Self-Enriching Electrospun Biosensors for Impedimetric Sensing of Zika Virus.

Zika virus (ZIKV) infection is associated with the Guillain-Barré syndrome, and when non-vector congenital transmission occurs, fetal brain abnormalities are expected. After ZIKV infection, the blood, breast milk, and other body fluids contain low viral loads. Their detection is challenging as it requires the processing of larger input volumes of the clinical samples. Pre-enrichment is a valuable strategy to increase the analyte concentration. Therefore, the authors propose the use of a hierarchal composite polyaniline-(electrospun nanofiber) hydrogel mat (ENM) for the simultaneous enrichment and impedimetric sensing of ZIKV viral particles. The electrospinning conditions of polyvinyl alcohol and alginate, including blend formulation, were optimized through a factorial design.
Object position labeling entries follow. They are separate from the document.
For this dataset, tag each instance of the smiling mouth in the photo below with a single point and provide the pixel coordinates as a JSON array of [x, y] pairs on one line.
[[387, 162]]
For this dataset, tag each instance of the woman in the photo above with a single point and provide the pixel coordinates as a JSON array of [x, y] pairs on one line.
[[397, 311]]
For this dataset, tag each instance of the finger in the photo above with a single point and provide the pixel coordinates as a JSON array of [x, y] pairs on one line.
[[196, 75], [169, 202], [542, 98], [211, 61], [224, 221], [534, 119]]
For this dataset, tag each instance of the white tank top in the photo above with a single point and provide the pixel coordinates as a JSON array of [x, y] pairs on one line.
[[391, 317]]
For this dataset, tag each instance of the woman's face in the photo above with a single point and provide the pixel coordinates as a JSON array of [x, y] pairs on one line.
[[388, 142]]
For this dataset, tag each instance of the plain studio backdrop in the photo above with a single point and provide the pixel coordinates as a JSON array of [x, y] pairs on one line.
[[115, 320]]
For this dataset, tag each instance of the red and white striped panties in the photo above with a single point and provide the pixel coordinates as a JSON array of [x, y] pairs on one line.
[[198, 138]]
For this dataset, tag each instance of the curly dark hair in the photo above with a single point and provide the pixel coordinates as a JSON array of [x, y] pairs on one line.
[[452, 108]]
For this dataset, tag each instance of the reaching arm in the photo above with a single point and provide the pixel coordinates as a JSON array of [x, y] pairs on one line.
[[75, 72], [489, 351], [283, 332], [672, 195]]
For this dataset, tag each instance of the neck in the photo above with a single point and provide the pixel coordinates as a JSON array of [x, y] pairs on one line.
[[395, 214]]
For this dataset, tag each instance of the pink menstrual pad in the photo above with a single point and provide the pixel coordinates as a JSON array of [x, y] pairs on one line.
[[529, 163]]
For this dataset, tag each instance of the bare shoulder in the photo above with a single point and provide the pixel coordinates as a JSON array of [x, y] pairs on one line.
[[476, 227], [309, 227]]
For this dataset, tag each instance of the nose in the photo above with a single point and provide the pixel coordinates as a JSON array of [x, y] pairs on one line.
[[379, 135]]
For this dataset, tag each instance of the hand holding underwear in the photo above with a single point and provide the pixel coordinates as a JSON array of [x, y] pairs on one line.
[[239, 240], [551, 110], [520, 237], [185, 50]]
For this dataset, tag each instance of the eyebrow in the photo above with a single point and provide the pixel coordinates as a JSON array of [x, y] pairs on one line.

Disintegration and gelatinization were controlled cross-linking to improve the hydrogel properties. Hierarchization was achieved by chemical deposition of conductive polyaniline. The carboxyl groups of the ENM were used for the covalent immobilization of anti-ZIKV polyclonal antibodies used in the specific recognition of ZIKV within the medium of Vero cell culture. The specific capture and desorption of virions were studied at different pHs. ENMs were characterized by scanning electron microscopy and FTIR. Atomic force microscopy along with UV-vis and electrochemical impedance spectroscopies was used to monitor the antibody immobilization, ZIKV capture, and elution processes. Our results show that 14.2 mg (0.25 cm) of ENM can capture 38.7 ± 2.5 μg of ZIKV with a desorption rate of 99.97% (38.29 ± 2.7 μg ZIKV), which is reusable for at least three times. Therefore, the capture capacity (micrograms of ZIKV captured per milligram of ENM) of polyaniline-hierarchized mats was 2.72 μg ZIKV/mg. The impedance LOD value was determined to be 2.76 μg of ZIKV particles (approximately 6.6 × 103 PFU/mL). As a result, we present a fast small-scale purification system that can simultaneously monitor ZIKV electrochemically and optically.